Cultuur- en sociaal-wetenschappelijk onderzoek op de Antillen
‘De laatste jaren is de belangstelling voor de Nederlandse Antillen en voor het Caraibisch gebied in het algemeen in wetenschappelijke kringen in Nederland sterk toegenomen. Van verschillende Nederlandse universiteiten uit, met name Amsterdam, Leiden, Utrecht en Wageningen, trekt jaarlijks een aantal studenten in de sociale wetenschappen naar de Nederlandse Antillen om aldaar in het kader van hun doctoraal studie onderzoek te verrichten. Nu kort geleden de Hogeschool van de Nederlandse Antillen is omgezet in de Universiteit van de Nederlandse Antillen zal deze tendens nog toenemen’. Aldus de aanhef van een artikel van bijzondere informatieve betekenis in het STICUSA-JOURNAAL.
De bijdrage heeft betrekking op een onlangs ingestelde werkgroep die zich met bovengenoemd thema inlaat. Er wordt gesteld, dat de onderzoekprojecten bij voortduring een zwaardere belasting meebrengen voor een zeer klein aantal wetenschappers in de Nederlandse Antillen, wie gevraagd wordt de onderzoeksactiviteiten te begeleiden.
Daarbij komt, aldus het artikel, dat de onderzoeksprobleemstellingen zodanig uiteen kunnen lopen dat de welwillende begeleider in de Nederlandse Antillen een schaap met vijf poten dan wel een wetenschappelijke duizendpoot moet zijn om de veelheid aan stages met de vereiste deskundigheid te kunnen begeleiden. Een goede begeleiding van het onderzoek vraagt immers om een eigen oriëntering, zo vervolgt de schrijver, op de onderzoeksgebieden en het mede-doordenken van probleemstellingen, uitgangspunten en veronderstellingen.
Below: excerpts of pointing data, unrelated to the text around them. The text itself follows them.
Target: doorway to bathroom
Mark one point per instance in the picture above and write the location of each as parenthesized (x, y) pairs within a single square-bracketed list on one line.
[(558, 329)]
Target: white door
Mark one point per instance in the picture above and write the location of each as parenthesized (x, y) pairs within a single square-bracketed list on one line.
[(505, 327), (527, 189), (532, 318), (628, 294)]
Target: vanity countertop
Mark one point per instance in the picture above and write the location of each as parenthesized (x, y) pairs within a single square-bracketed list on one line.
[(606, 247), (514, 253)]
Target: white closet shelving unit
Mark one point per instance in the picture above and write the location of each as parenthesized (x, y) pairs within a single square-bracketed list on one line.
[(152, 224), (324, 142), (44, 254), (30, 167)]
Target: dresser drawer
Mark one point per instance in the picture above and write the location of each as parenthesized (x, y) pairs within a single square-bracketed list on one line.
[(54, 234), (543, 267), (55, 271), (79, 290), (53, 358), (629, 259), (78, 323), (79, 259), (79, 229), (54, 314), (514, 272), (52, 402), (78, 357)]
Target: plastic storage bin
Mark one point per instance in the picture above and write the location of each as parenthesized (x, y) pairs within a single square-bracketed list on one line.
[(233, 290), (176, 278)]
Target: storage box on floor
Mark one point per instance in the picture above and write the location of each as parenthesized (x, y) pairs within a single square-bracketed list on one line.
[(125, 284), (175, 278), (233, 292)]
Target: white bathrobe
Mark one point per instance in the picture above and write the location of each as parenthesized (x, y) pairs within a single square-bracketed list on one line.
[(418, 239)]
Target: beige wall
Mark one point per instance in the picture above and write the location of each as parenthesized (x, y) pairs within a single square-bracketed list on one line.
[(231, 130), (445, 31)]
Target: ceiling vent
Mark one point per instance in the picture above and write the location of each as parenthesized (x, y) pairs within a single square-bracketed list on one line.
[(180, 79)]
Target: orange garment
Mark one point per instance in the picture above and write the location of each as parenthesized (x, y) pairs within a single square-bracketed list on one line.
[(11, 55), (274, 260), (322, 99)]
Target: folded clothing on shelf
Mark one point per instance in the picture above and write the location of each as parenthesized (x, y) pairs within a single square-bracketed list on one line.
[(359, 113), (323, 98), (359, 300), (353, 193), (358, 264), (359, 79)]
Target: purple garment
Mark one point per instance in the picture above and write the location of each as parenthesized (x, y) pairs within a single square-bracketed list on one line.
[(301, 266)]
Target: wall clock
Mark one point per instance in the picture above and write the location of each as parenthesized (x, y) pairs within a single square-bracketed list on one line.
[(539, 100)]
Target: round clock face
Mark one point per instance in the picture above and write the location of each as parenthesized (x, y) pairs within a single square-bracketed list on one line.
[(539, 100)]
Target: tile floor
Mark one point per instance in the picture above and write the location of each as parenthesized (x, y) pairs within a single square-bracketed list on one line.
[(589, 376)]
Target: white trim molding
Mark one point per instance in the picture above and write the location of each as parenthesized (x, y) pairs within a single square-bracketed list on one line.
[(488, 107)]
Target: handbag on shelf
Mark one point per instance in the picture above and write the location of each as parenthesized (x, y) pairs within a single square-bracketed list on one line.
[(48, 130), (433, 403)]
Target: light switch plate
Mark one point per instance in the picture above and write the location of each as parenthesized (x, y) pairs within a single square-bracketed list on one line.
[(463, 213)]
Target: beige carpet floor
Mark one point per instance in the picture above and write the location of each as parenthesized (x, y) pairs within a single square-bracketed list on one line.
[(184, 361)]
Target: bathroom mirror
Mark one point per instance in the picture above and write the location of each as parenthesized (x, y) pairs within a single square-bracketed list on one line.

Bovendien dient de begeleider ingeschakeld te worden bij het leggen van contacten tussen onderzoekers en personen of instanties, wier hulp wordt gezocht en is de begeleider betrokken bij het ontwerpen van de onderzoeksprocedures en de bijstellingen daarvan. Tenslotte behoort tot de taak van de begeleider een kritische controle op de voortgang van het veldwerk en op de tussentijdse en uiteindelijke verwerkingen van het verworven materiaal.
Teneinde de belasting van de weinige, beschikbare Antilliaanse wetenschappers enigszins te doseren hebben dr. A.A. Marks, hoofd van de Caraibische Afdeling van het Koninklijk Instituut voor Taal-, Land- en Volkenkunde in Leiden, en dr. R.A. Römer van de Universiteit van de Antillen, na overleg met prof. dr. H. Hoetink van de Rijksuniversiteit van Utrecht en prof. dr. J.D. Speckmann van Rijksuniversiteit van Leiden het initiatief genomen tot de oprichting van een Werkgroep voor Cultureel en Sociaal-Wetenschappelijk Onderzoek.
Deze werkgroep zou zich moeten belasten met het coördineren van het culturele en sociaal-wetenschappelijk onderzoek van de Nederlandse Antillen en het Caraibisch gebied en de begeleiding daarvan. Hierdoor zou de Antilliaans-Nederlandse onderzoekssamenwerking in het veld kunnen worden bevorderd, alsook Antilliaanse inbreng in programmering en het aanwijzen van de prioriteiten van het Nederlandse stageonderzoek. De bedoeling is voorts dat de werkgroep zich belast met geselecteerde verslaggeving van de onderzoekingen in de vorm van een reeks Antilliaans-Nederlandse ‘student-werking-papers’.
Het bestuur van Sticusa heeft besloten steun te verlenen door de publicatiekosten te dragen.